The first Bathurst 500/1000 ever completed in under 6 hours

Thanks to a near total lack of Safety Cars, with the only appearance coming on Lap 132, making this the first Bathurst since 1991 to get through the opening 100 laps without a Safety Car, Todd Hazelwood and Brodie Kostecki have gone into the history books…

THE FIRST BATHURST WINNERS, BE IT OVER 500 MILES OR 1000 KILOMETRES, TO BREAK UNDER THE MAGICAL 6-HOUR MARK.

A race-winning time of 5 hours, 58 minutes 3.0649 seconds, an average speed of 167.4km/h, surpassing the old record from 2018 when Craig Lowndes and Steven Richards won in a time of 6 hours, 1 minute and 44.8637 seconds, a race that had 2 Safety Cars.

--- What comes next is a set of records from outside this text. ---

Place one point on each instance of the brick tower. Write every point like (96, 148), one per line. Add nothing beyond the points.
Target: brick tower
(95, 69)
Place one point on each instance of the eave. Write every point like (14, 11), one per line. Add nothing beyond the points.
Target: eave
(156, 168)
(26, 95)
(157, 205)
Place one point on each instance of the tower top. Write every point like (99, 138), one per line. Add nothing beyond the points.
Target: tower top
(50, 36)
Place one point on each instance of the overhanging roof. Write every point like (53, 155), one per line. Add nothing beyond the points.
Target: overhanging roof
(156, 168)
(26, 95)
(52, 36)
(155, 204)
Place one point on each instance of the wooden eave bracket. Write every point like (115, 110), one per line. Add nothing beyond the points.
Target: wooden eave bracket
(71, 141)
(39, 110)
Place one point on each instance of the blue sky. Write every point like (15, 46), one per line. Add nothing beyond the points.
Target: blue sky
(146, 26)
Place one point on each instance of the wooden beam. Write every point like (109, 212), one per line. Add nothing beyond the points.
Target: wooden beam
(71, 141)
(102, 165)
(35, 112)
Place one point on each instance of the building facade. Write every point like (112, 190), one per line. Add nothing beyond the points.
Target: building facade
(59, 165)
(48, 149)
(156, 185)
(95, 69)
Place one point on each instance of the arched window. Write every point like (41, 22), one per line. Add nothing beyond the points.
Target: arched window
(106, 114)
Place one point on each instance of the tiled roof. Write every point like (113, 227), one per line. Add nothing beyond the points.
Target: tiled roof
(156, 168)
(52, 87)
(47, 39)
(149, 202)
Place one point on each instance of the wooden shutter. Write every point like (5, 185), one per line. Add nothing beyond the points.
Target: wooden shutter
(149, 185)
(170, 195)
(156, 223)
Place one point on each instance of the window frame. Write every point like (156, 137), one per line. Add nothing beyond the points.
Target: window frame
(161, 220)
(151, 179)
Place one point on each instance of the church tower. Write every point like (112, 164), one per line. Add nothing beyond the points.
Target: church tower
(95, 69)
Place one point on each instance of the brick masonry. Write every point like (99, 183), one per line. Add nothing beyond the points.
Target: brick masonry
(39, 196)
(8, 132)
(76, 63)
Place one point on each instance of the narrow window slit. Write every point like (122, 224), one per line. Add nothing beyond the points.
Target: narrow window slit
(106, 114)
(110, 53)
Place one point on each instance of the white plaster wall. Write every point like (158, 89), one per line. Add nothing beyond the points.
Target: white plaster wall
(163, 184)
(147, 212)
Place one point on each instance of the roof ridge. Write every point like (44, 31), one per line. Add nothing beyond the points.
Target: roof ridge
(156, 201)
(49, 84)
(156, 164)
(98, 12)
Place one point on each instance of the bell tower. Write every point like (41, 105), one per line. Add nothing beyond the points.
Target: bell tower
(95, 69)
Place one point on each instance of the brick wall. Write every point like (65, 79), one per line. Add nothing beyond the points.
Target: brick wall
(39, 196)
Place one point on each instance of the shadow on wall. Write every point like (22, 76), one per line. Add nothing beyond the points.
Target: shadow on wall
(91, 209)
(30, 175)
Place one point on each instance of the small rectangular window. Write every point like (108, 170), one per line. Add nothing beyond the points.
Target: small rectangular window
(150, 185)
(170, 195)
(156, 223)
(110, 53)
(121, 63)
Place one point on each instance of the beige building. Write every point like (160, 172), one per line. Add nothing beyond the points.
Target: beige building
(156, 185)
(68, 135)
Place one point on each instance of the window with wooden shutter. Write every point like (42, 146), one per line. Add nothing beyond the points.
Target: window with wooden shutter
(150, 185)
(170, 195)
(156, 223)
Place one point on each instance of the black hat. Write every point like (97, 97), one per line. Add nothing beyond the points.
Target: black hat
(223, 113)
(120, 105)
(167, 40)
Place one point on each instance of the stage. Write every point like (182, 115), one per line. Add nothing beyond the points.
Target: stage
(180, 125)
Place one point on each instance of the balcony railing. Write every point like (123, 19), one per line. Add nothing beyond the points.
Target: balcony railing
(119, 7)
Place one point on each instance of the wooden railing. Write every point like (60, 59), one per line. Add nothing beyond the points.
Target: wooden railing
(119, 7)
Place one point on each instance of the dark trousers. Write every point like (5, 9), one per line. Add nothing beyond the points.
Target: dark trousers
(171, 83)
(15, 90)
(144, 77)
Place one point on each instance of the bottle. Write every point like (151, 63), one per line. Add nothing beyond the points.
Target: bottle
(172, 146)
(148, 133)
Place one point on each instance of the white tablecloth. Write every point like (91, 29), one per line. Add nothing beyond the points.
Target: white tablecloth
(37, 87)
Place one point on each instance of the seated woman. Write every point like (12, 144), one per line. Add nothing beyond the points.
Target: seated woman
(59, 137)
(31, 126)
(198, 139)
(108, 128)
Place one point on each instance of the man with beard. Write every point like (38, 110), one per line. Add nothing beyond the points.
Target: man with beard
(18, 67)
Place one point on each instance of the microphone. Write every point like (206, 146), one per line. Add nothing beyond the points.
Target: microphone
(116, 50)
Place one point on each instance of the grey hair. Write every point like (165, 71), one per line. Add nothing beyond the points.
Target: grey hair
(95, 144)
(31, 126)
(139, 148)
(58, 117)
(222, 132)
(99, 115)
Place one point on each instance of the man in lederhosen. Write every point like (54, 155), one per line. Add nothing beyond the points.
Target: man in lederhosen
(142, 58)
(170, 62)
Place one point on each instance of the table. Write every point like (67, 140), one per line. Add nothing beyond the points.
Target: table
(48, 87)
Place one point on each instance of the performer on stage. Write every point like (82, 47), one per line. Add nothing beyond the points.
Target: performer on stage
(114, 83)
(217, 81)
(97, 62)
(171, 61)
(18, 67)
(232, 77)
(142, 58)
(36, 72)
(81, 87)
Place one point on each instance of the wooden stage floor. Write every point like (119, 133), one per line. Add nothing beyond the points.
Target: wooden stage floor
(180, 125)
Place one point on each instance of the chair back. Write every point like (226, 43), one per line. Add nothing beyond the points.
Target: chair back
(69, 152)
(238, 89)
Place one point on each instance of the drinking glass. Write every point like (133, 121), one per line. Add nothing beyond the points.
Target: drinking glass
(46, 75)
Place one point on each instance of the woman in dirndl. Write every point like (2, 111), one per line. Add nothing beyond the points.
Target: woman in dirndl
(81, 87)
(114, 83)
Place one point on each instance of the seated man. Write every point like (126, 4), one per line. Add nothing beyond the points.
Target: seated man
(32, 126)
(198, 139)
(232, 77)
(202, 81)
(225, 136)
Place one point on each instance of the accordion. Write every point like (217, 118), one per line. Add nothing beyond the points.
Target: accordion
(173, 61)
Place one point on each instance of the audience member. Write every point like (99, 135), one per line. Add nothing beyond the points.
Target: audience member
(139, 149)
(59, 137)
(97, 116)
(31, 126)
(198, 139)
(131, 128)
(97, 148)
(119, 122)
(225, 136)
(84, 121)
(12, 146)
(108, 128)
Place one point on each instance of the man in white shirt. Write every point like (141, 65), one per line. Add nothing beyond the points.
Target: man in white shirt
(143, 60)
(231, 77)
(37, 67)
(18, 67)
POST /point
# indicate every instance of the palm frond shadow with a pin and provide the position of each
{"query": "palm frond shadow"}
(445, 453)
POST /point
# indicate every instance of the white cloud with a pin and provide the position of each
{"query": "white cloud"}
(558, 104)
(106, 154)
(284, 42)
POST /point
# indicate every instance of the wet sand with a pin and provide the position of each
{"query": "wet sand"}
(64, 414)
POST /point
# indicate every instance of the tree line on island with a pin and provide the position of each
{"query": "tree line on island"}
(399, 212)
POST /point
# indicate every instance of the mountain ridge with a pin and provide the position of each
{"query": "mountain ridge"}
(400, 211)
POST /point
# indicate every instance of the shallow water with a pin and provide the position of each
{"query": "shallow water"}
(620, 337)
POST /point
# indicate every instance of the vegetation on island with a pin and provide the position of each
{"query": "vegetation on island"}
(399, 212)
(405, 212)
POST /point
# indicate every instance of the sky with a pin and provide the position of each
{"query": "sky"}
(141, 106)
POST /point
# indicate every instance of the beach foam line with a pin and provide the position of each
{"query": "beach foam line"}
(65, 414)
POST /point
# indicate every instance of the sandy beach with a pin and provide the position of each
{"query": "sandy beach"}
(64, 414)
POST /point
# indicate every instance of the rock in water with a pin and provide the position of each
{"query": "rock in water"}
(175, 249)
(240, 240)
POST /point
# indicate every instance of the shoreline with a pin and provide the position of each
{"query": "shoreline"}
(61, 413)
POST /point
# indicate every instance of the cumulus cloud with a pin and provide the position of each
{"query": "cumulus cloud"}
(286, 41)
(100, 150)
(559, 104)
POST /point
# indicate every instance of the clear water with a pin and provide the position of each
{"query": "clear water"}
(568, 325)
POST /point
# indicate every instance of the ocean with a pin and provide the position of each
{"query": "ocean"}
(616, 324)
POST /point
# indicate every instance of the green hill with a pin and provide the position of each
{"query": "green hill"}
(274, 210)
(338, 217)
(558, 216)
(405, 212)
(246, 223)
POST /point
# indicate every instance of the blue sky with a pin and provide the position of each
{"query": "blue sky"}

Every single car down to 18th finished in under 6 hours, appropriately the car in 18th was the No.18 of Mark Winterbottom and Michael Caruso, who had a race time of 5h 59m 59.7057s, getting in by the blink of an eye.

Prior to 2024, when the race was run over 500 miles on the old pre-1987 track (Prior to the addition of The Chase), Peter Brock’s maiden win in the Bathurst 500 of 1972 (Contested over 130 laps) was won in a time of 6 hours and 59.1 seconds, which was the last running of the race prior to becoming a 1000 kilometre race with the conversion to metric.

Today’s race also had 25 out of 26 cars as classified finishers (96.2%), the greatest percentage of cars to finish in the race’s history, the only exception being the crash for the Penrite Mustang of Matt Payne and Garth Tander that caused the Safety Car, which means there has still never been a Bathurst 1000 without a DNF…

Still, if finishing the race in under 6 hours was once considered impossible, then one day we can definitely get through a Bathurst without a retirement.